Le cas de démolition de la vieille église de Marchienne, plusieurs fois centenaire, n’est pas unique dans la région. Au même moment, à Dampremy, l’ancienne église, bâtie vers 1600, est en attente de subir le même sort. Une nouvelle église a déjà été édifiée à proximité immédiate et ouverte au culte en 1873, mais des mouvements miniers ruinent rapidement l’édifice, entraînant la survie de l’ancienne église pour quelques dizaines d’années. En 1915 débutent finalement les travaux de démolition, pour ne conserver que le chœur, transformé en chapelle Saint-Ghislain.

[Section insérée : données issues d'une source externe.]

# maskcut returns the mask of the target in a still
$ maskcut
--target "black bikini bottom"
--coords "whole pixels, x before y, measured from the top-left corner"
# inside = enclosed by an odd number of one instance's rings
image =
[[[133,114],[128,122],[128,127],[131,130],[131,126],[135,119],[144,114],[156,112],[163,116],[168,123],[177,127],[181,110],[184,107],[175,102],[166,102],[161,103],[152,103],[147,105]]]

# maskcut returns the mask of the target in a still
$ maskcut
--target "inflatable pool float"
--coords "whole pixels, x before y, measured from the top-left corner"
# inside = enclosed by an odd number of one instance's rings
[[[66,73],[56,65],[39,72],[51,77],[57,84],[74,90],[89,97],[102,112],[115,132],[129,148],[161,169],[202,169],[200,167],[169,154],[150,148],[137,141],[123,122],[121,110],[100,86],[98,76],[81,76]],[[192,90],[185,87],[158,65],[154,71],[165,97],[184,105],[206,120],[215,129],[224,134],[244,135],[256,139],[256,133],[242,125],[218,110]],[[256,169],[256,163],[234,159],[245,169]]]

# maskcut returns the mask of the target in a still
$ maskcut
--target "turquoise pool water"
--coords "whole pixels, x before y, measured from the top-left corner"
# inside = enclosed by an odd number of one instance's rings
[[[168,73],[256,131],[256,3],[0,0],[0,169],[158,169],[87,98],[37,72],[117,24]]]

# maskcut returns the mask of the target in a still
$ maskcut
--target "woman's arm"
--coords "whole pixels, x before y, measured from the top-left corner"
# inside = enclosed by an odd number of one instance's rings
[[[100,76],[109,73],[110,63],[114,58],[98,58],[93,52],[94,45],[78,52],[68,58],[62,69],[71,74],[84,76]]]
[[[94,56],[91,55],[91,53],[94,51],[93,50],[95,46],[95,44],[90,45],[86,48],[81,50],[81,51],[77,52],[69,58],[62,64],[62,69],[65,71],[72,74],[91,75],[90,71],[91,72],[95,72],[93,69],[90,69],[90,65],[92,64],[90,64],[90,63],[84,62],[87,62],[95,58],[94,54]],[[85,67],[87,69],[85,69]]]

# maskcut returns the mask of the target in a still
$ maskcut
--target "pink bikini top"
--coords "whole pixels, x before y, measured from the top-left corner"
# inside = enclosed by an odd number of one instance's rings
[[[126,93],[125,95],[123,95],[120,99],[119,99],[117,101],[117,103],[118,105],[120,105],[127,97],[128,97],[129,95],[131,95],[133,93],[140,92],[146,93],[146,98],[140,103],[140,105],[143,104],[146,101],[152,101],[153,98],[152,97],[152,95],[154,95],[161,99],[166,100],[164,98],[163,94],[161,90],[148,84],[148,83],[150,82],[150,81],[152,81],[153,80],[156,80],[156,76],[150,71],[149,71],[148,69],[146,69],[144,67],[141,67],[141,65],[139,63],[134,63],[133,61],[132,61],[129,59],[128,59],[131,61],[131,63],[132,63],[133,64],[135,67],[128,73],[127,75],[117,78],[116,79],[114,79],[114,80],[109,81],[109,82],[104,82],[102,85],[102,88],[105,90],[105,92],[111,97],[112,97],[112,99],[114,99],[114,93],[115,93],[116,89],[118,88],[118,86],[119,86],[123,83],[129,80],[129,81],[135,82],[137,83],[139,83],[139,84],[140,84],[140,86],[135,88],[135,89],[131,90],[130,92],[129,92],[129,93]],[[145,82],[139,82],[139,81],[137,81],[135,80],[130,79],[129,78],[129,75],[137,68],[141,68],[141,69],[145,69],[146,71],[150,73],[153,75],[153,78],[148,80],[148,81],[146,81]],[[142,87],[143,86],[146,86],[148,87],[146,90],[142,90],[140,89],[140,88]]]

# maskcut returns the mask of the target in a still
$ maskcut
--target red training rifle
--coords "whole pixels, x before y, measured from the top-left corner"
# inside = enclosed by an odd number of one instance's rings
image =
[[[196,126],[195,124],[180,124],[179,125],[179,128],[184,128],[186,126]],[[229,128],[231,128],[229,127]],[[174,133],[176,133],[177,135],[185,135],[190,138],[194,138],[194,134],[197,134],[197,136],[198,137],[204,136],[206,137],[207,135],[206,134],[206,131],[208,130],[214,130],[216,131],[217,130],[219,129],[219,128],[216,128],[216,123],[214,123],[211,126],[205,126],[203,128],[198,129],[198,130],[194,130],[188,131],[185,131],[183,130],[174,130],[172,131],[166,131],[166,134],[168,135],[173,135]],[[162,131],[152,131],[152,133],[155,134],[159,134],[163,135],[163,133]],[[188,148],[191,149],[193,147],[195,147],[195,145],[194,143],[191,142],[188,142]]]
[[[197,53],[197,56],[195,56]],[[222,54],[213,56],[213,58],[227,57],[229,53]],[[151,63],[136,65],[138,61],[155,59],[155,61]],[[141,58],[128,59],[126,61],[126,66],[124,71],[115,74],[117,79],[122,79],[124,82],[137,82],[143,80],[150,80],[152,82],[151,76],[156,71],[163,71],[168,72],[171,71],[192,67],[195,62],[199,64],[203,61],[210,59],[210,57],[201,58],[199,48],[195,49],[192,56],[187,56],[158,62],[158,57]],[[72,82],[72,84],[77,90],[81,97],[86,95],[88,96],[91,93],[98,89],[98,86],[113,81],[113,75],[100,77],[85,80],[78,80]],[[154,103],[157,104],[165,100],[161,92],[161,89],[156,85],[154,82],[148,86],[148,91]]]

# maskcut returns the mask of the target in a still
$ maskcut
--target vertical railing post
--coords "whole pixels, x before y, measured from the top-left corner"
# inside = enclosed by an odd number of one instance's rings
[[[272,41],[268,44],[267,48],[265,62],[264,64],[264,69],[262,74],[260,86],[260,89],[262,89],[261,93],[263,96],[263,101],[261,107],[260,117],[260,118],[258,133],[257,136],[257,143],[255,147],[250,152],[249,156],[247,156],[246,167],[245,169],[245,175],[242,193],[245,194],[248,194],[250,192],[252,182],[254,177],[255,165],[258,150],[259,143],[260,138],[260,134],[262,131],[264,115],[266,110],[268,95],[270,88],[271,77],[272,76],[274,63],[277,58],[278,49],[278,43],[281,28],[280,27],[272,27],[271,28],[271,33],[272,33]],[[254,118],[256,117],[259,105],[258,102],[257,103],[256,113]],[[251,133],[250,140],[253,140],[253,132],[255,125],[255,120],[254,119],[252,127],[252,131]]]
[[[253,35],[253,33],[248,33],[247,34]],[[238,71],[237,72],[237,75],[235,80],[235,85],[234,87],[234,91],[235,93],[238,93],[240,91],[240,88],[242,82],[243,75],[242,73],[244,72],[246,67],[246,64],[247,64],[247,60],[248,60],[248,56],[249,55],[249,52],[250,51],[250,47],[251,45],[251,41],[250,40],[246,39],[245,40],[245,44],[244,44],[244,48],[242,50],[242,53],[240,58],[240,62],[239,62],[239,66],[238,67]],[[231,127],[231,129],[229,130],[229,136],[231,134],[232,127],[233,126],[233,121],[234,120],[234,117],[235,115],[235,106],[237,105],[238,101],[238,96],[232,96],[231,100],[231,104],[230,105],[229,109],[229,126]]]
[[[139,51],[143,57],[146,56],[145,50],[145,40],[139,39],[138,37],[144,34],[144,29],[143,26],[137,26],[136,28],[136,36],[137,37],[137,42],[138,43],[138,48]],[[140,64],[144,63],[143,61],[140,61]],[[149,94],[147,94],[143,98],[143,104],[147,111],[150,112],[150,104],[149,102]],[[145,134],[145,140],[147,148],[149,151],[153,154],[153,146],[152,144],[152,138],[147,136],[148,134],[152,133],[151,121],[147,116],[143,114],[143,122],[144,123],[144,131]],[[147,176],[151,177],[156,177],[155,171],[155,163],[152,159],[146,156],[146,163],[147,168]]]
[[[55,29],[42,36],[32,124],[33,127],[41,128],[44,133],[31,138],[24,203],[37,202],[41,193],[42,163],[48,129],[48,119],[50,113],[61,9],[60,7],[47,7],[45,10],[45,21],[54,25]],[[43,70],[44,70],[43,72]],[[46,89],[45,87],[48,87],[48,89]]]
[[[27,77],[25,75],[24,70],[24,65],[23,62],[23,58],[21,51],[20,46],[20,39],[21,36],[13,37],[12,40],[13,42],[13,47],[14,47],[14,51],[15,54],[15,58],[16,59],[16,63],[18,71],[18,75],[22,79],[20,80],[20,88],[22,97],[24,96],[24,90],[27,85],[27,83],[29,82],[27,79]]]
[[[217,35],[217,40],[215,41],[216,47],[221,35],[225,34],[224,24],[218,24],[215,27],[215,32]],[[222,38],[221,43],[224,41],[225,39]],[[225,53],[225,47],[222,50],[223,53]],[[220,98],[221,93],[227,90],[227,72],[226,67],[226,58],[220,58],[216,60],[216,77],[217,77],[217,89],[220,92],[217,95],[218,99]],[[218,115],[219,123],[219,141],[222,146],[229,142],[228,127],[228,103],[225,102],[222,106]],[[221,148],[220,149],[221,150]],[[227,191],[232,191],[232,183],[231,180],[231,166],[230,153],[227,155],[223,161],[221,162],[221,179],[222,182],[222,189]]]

Autre ancienne église, Saint-Martin, à Marcinelle, est également menacée de démolition. Si l’église date du XVième siècle, sa tour fut construite entre le XIième et le XIIIième siècle. En 1910, le Conseil de Fabrique décide également la construction d’une nouvelle église. L’empiétement futur du bâtiment sur l’ancien cimetière ralenti cependant le projet. En juillet 1913, Jules Destrée, marcinellois et marqué par la possible disparition de Saint-Martin, adresse au français Maurice Barrès sa « Prière pour une petite église wallonne ». De 1910 à 1914, l'écrivain Barrès mène campagne pour la défense des églises de France menacées de ruine. Celle de Marcinelle est alors dans un état lamentable : le clocher menace de s'écrouler, les toits sont percés, le pavement se soulève et se fend44. La prière de Destrée sera exaucée, après-guerre. Au début de 1923, l'abbé Albert Harmignie, curé à Marcinelle et conscient de l'intérêt historique de l'édifice, organise une commission chargée de récolter les fonds pour rénover l'église. Le 20 juin 1923, la Commission Royale des Monuments fait savoir qu'elle reconnaît un intérêt artistique, archéologique et historique à l'église marcinelloise. Saint-Martin, dont la restauration dirigée par l'architecte tournaisien Alphonse Dufour débute, n'est désormais plus menacée de disparition.